Voilà la pétasse qui trépasse...

— Hella, laisse cette poupée tranquille et prend plutôt une part de gâteau, m'interrompit ma grand-mère en revenant de derrière ses fourneaux. Tu ne feras pas de mal à cette sorcière avec une poupée de chiffon sous aucune emprise magique.

Ne me faisant pas prier, je me jetais sur le gâteau de ma mamie. Elle seule avait le secret pour réchauffer les cœurs plus efficacement que son médiocre feu de cheminée, allumée alors que l'automne apparaissait précipitamment dans les parages.

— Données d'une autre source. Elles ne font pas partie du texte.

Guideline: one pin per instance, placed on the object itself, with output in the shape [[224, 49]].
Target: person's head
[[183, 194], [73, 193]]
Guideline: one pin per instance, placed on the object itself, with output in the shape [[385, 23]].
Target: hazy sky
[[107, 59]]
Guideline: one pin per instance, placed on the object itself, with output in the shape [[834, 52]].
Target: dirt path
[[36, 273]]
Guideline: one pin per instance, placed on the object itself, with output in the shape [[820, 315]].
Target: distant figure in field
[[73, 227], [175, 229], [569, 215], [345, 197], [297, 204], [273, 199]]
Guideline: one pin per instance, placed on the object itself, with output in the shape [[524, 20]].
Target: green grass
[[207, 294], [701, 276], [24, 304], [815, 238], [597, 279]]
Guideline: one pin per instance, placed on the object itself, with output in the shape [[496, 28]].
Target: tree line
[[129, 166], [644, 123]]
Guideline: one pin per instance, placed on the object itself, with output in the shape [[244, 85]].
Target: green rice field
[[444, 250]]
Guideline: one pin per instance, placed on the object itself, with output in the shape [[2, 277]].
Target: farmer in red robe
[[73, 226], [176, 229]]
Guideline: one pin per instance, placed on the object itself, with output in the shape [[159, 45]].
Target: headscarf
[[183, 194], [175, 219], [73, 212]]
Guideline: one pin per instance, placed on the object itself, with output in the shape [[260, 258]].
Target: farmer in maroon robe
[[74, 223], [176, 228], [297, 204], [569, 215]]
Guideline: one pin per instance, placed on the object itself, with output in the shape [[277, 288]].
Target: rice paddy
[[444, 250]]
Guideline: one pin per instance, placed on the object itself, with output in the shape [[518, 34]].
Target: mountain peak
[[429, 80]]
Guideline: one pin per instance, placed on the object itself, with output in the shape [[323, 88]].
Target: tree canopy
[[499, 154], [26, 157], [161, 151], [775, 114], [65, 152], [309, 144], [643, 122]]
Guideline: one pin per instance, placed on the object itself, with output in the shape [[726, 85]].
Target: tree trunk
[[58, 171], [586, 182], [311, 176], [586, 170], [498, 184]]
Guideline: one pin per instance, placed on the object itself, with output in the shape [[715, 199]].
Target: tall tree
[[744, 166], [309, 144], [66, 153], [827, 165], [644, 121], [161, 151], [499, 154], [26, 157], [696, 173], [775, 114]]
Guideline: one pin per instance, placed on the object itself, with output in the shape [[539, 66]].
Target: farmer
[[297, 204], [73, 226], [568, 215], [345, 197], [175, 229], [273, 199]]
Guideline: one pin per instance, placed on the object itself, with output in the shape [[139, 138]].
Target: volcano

La petite poupée vaudou tomba au sol et ma grand-mère la ramassa pour lui faire retrouver sa place au-dessus de la cheminée. La sorcellerie noire étant interdit et n'étant pas nécromancienne, je ne pourrai pas tuer l'autre blondasse par ce biais. Mais une hache bien aiguisée ou un bazooka pourrait tout aussi bien faire l'affaire. Décapiter la sorcière ou faire de son corps de la bouillie. Peu importe l'espèce, ça restait toujours le plus efficace.

« Si tu rencontres un problème, détruit-le et ne néglige pas son annihilation jusqu'à ses racines », telles avaient été les sages paroles de feu ma mère. Que son âme pourrisse pour l'éternité en Enfer.

Lettie posa finalement son téléphone.

— Tu passes trop de temps sur ton portable, sermonnais-je à la manière d'un parent ennuyant.

Le gâteau en bouche, elle n'osa pas croquer dedans, se tournant vers moi pour m'évaluer de son regard habituel. Deux yeux naïfs et innocents cachant un art de l'observation affûté mais discret dans la révélation de ses trouvailles.

Elle mangea avant de m'accorder un sourire.

— Je ne te remplacerais jamais, Hella.

Mon cœur fit un bond dans ma poitrine et, bougonneuse, je reportais mon attention sur les sucreries.

— Tu passes beaucoup de temps avec tes nouveaux amis.

S'installant à mes côtés, elle posa sa tête contre mon épaule.

— Devrait-on se marier pour que je puisse te prouver ma fidélité ?

— Tu fais de l'humour ? m'étonnais-je de sa facilité de plus en plus habile à l'ironie.

— Je suis très amusante.

— Lettie, combien de tonne de chocolat as-tu mangé ces derniers temps ?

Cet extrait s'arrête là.